The fractured narrative in The Three Burials of Melquiades Estrada falls somewhere in between,  There are definitely deeper themes milling around beneath the surface story, with some subtle political commentary about the state of Mexican labor, border patrols, and the sometimes lawless abuses that many Mexicans face when trying in desperation to make a new life for themselves.  Arriaga's commentary is not ostentatiously overt, but it is always present, which does tend to make the overall story a bit difficult to take at face value, shifting into allegorical mode in ways that make what should be normal conversations and interactions seem odd and artificial.  When it works, it works well, although the problem is, it doesn't always work.

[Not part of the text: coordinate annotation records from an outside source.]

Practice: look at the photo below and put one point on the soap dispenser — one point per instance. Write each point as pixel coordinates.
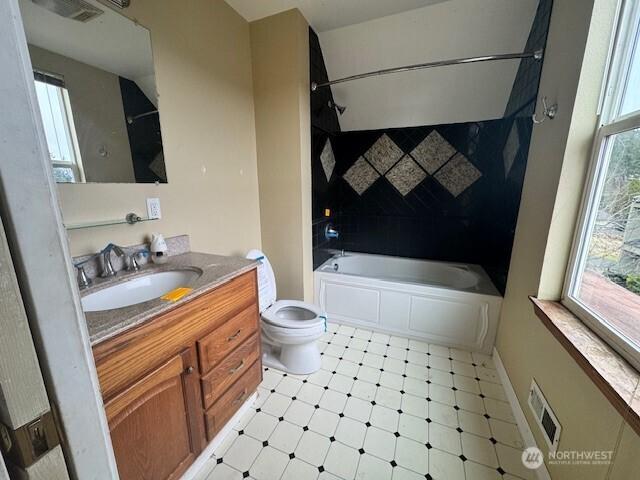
(158, 249)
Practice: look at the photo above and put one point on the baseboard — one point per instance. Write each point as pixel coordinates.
(215, 443)
(523, 426)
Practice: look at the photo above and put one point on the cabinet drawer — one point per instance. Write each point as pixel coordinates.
(213, 348)
(229, 370)
(229, 403)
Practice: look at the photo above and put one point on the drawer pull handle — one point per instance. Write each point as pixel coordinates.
(234, 370)
(234, 336)
(240, 398)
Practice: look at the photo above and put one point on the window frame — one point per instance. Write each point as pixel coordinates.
(627, 36)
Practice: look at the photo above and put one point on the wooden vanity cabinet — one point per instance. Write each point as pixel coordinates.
(172, 383)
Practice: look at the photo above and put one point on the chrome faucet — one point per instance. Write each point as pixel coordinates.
(107, 267)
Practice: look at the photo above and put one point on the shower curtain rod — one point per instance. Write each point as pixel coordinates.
(537, 54)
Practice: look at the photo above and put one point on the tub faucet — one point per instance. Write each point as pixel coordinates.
(107, 267)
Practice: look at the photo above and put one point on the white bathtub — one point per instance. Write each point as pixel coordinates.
(446, 303)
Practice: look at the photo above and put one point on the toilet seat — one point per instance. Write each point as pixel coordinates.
(294, 314)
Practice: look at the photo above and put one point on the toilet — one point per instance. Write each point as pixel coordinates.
(290, 328)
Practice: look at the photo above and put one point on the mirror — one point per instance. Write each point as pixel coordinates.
(95, 84)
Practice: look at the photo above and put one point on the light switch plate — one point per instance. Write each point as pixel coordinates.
(153, 208)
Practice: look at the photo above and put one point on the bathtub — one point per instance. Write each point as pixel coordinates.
(450, 304)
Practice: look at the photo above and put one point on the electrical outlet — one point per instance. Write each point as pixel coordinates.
(153, 208)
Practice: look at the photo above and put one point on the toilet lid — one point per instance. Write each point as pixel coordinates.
(266, 280)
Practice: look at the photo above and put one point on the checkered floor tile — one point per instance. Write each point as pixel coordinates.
(381, 407)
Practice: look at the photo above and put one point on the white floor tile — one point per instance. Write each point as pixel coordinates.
(394, 365)
(416, 406)
(363, 390)
(270, 464)
(380, 443)
(479, 449)
(401, 473)
(261, 426)
(414, 428)
(474, 423)
(242, 453)
(350, 432)
(333, 401)
(342, 460)
(276, 404)
(384, 418)
(442, 394)
(369, 374)
(470, 402)
(224, 472)
(299, 470)
(299, 413)
(324, 422)
(377, 348)
(412, 455)
(286, 436)
(444, 465)
(391, 380)
(444, 438)
(372, 468)
(358, 409)
(341, 383)
(312, 448)
(444, 414)
(392, 410)
(388, 398)
(419, 388)
(477, 471)
(310, 393)
(321, 378)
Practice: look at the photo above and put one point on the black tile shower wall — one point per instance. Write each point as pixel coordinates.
(455, 199)
(324, 122)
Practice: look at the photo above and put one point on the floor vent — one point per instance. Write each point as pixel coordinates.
(545, 418)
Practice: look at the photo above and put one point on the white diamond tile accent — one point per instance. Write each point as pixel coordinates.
(384, 154)
(386, 426)
(433, 152)
(361, 176)
(405, 175)
(328, 160)
(458, 175)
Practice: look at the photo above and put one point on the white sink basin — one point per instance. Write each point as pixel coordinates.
(138, 290)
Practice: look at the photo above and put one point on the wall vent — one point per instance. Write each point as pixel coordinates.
(73, 9)
(545, 418)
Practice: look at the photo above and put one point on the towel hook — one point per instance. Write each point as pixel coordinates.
(549, 111)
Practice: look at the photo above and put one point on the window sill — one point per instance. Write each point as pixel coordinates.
(613, 375)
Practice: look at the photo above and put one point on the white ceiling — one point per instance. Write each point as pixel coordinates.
(325, 15)
(110, 41)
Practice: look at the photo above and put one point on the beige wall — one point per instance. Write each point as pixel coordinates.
(280, 53)
(202, 61)
(98, 115)
(557, 161)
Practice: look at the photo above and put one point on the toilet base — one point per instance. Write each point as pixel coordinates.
(301, 359)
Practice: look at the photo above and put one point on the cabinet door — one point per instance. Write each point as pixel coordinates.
(151, 422)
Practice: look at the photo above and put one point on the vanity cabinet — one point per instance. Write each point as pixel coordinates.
(172, 383)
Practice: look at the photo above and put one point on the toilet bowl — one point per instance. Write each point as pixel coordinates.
(290, 328)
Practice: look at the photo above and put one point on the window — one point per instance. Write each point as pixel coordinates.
(603, 280)
(57, 119)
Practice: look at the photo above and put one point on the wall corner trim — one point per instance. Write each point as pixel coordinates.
(523, 426)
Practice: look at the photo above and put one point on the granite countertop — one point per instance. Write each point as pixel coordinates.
(216, 270)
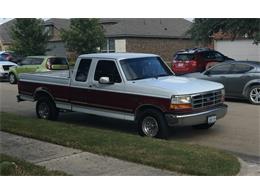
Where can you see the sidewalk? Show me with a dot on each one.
(77, 162)
(71, 161)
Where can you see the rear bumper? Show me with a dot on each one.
(195, 118)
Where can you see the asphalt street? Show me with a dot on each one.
(237, 132)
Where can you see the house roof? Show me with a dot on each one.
(58, 23)
(146, 27)
(122, 27)
(117, 56)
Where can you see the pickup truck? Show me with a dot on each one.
(128, 86)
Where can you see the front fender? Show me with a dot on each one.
(250, 83)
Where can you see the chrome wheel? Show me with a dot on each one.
(44, 110)
(150, 126)
(255, 95)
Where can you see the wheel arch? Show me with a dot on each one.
(249, 85)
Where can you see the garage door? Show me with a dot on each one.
(239, 49)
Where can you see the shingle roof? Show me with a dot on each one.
(146, 27)
(122, 27)
(58, 23)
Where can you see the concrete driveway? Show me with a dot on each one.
(238, 132)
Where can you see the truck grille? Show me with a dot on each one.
(206, 99)
(6, 67)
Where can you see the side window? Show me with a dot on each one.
(219, 69)
(218, 56)
(27, 61)
(107, 68)
(241, 68)
(37, 61)
(83, 69)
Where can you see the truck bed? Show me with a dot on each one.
(51, 77)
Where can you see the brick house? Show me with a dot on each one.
(150, 35)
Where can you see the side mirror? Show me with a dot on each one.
(105, 80)
(207, 73)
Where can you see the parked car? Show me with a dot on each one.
(128, 86)
(10, 56)
(196, 60)
(240, 78)
(37, 64)
(4, 69)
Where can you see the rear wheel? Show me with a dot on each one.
(12, 78)
(46, 109)
(254, 94)
(151, 123)
(203, 126)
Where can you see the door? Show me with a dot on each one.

Jones (Man of the House, The Missing) also stars in the film, as aging Texas ranch hand Pete Perkins, good friend to the illegal alien Mexican known as Melquiades Estrada (Cedillo).  The film opens with Estrada's murdered corpse discovered out in the nearby desert to the small Texas town near the border, followed by Perkins frustration in getting the local law enforcement to care about bringing justice to the killer.  Perkins continues to try to apply pressure to little avail, slowly smelling a potential cover-up between the border patrol and the local authorities in trying not to make a big deal out of the death of what they believe is just another worthless illegal, with no real family or friends to care.  Not wanting to see a life of a friend go to waste, Perkins takes the law into his own hands, rounding up the likely culprit, the green recruit Mike Norton (Pepper, The Snow Walker), and going on a long and bizarre odyssey to make sure that Estrada gets his proper burial and justice.

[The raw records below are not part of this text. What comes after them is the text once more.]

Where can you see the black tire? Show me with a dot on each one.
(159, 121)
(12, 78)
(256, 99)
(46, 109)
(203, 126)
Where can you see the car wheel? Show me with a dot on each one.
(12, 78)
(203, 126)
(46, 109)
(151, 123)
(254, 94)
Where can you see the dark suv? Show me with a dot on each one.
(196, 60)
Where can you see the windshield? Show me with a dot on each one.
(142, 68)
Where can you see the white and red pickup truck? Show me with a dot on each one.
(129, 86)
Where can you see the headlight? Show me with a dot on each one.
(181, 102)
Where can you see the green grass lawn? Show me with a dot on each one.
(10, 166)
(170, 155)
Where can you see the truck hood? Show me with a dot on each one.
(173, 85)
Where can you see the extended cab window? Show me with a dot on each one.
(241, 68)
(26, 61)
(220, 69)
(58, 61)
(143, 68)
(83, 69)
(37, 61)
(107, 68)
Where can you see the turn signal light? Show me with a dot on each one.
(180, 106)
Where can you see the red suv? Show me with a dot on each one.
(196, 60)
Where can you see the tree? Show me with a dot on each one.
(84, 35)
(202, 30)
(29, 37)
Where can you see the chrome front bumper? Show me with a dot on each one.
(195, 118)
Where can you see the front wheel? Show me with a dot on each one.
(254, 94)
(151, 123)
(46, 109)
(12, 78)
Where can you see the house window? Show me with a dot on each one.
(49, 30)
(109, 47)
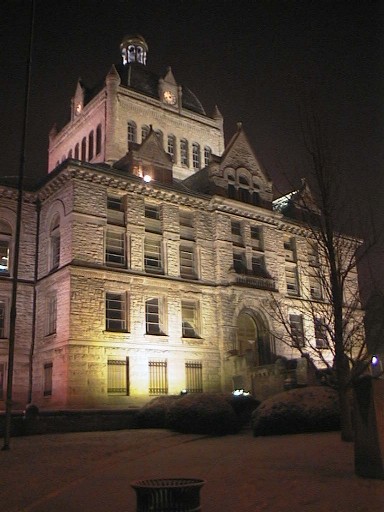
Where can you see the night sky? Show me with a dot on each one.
(255, 59)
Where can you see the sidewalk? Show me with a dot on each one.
(91, 472)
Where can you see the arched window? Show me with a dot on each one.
(98, 139)
(196, 156)
(184, 152)
(5, 246)
(84, 149)
(172, 147)
(144, 132)
(90, 145)
(54, 237)
(207, 155)
(131, 132)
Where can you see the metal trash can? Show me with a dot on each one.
(168, 494)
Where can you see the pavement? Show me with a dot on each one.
(92, 472)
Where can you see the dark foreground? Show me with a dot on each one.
(91, 472)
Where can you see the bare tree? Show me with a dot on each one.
(331, 302)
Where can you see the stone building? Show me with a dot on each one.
(149, 255)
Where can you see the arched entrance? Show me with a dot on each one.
(253, 340)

While there is a sense of weight to the thematic elements of this interesting story, Jones never seems to have as full a grasp as he should in delivering those themes in a meaningful and powerful way.  I suppose this is the difference between a talented filmmaker like Arriaga and a relative novice like Jones, as the story is very ambitious, and practically necessitates the the man with the original vision of it to be the one to make it to its completion.  That's not to say that Jones does a poor job, as it is technically correct in the important ways.  It's just that there is a lackadaisical and unfocused sense to the story that is murky where it should have been illuminating, and a near-comical, quirky undercurrent to the characters and events that should have been more resonant and mysterious.

I realize that this might sound like a negative review, perhaps a bit more harsh than I really intend, but lavish critical praise practically forces me into detraction mode.  Despite my quibbling about the great movie that could have been, this is still an interesting and worthwhile film, filled with enough choice moments of thought-provoking intelligence to make it worthwhile.  Although the story is set in the modern day, this very much belongs in the Western category, with its themes of lawless lands and lone-dog vigilantes that seek to to what's right, no matter what the personal cost; Peckinpah practically made a career out of such things.

Yet, while all of this is admirable, it's hard for Arriaga's tale to avoid the shadow of a very similar movie, John Sayles' 1996 work, Lone Star, which delivered more realistic and richly developed characterizations, and a deeper sense of isolation, pessimism, and inundating melancholy.